Very awkwardly, the text of this standard is not available for free on the
IEEE website, but has to be bought for money
(http://standards.ieee.org/findstds/standard/754-2008.html).
However, with a little internet-searching a free copy of the text of the standard can
of course be found in various places on the internet, such as for example on
http://www.csee.umbc.edu/~tsimo1/CMSC455/IEEE-754-2008.pdf.
[7]
The flag used in IEEE 754-2008 default handling is a register or variable
inside the floating-point arithmetic unit (whether it is implemented in hardware or
in software). It can be cleared and inspected by application code. (In C/C++,
this is done via the functions feclearexcept() and fetestexcept()
from <fenv.h>.)
[8]
Sequence of arithmetic operations:
This assumes that all intermediate results in the sequence are used as inputs to
operations that eventually produce the output variables, i.e. that in the sequence no
intermediate results are computed that are simply thrown away (e.g. via a variable that
is computed but overwritten later in the sequence).
When using my RP interpreter, checking for domain errors via the getVar()

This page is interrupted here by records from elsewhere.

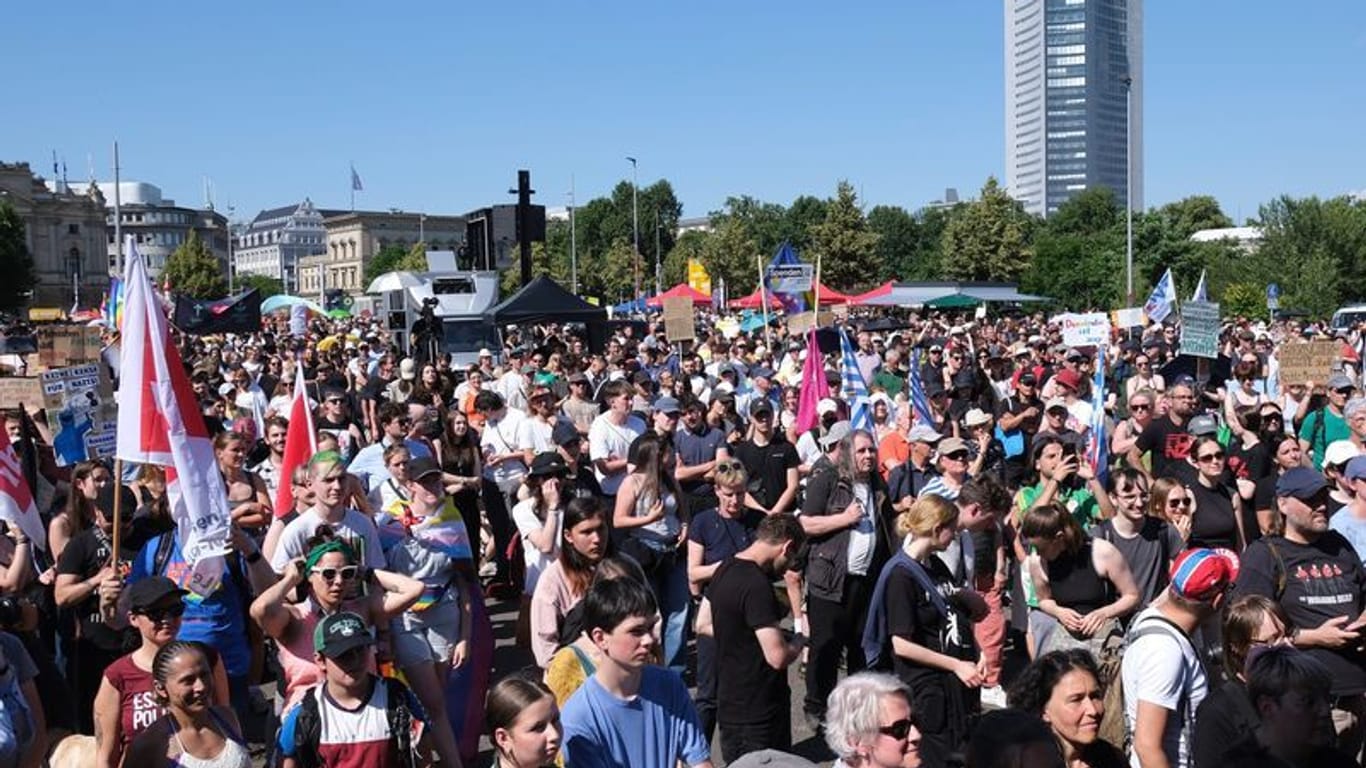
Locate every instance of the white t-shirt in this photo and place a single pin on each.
(1163, 668)
(608, 440)
(523, 514)
(355, 528)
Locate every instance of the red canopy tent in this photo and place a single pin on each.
(879, 291)
(682, 290)
(756, 301)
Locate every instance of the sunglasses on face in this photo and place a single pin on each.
(347, 573)
(164, 612)
(898, 730)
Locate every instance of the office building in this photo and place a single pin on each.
(1068, 64)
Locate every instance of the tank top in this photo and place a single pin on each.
(1074, 582)
(234, 753)
(138, 708)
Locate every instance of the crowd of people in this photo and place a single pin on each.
(675, 532)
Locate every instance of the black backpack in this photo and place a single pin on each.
(308, 729)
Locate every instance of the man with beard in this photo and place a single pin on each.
(753, 653)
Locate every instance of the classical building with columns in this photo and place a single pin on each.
(64, 231)
(354, 238)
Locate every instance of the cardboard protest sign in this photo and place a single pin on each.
(81, 413)
(678, 319)
(1200, 330)
(60, 346)
(1309, 361)
(1089, 330)
(15, 390)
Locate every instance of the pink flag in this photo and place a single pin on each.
(299, 444)
(17, 504)
(159, 424)
(813, 386)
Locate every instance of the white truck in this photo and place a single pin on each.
(450, 301)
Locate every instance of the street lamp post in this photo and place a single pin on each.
(635, 230)
(1128, 190)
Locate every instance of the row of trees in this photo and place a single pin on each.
(1314, 249)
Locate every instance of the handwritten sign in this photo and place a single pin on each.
(1200, 330)
(60, 346)
(1089, 330)
(678, 319)
(81, 413)
(1310, 361)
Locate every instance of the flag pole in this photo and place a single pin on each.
(758, 263)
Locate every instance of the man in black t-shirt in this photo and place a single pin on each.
(85, 573)
(753, 653)
(772, 461)
(1165, 439)
(1320, 582)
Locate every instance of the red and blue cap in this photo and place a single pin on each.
(1200, 574)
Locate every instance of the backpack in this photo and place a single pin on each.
(1113, 726)
(17, 726)
(308, 729)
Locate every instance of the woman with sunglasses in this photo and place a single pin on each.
(1227, 716)
(869, 723)
(1172, 502)
(1217, 517)
(329, 577)
(1063, 690)
(126, 705)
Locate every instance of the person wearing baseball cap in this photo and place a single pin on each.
(351, 711)
(1163, 670)
(1316, 576)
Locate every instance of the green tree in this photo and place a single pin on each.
(15, 261)
(988, 239)
(846, 245)
(385, 261)
(193, 271)
(264, 284)
(898, 241)
(730, 254)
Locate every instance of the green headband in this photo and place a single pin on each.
(317, 552)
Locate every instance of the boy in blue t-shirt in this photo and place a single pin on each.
(629, 714)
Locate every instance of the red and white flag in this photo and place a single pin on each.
(159, 424)
(17, 504)
(299, 444)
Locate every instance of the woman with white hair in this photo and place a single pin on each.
(869, 723)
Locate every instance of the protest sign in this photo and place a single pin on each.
(81, 413)
(1127, 317)
(60, 346)
(678, 319)
(1089, 330)
(1200, 330)
(788, 278)
(15, 390)
(1309, 361)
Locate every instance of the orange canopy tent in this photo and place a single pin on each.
(682, 290)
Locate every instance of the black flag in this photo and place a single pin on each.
(234, 314)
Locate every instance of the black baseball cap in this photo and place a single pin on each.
(148, 592)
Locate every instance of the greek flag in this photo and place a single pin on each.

return value does not detect domain errors, during evaluation of the RP expression,
in computations of intermediate results that are thrown away and that have no effect
on any output variable. (Such FPEs are however still detected by a single simple
feclearexcept() and fetestexcept() pair in the client code bracketing
all evaluate() calls.)
[9]
The "4" at the end of the names of the test application programs has only historical
reasons, and has no significance otherwise. (It is the version number of the image
filter application program for which eventually the RP interpreter was later developed.)
[10]
Function plotter application using fixed x and y ranges.
I wrote this simple plotting application as an additional way to test some aspects of
the RP interpreter more quickly than is possible with the simple test driver
testrp4.cpp, and also more specifically to test scaling functions (specified
as RP expressions) for use in the image filter application fltrppm4.cpp.
This last goal explains the limitation to the fixed intervals [0.0, 1.0].
[11]
PPM image file format.
This is a well-known file format for uncompressed color images. Conversion between
PPM and compressed image formats like JPEG and PNG is done by widely available standard
programs. (For example, on Linux, djpeg or jpegtopnm to convert
JPEG to PPM, and cjpeg to convert PPM to JPEG.)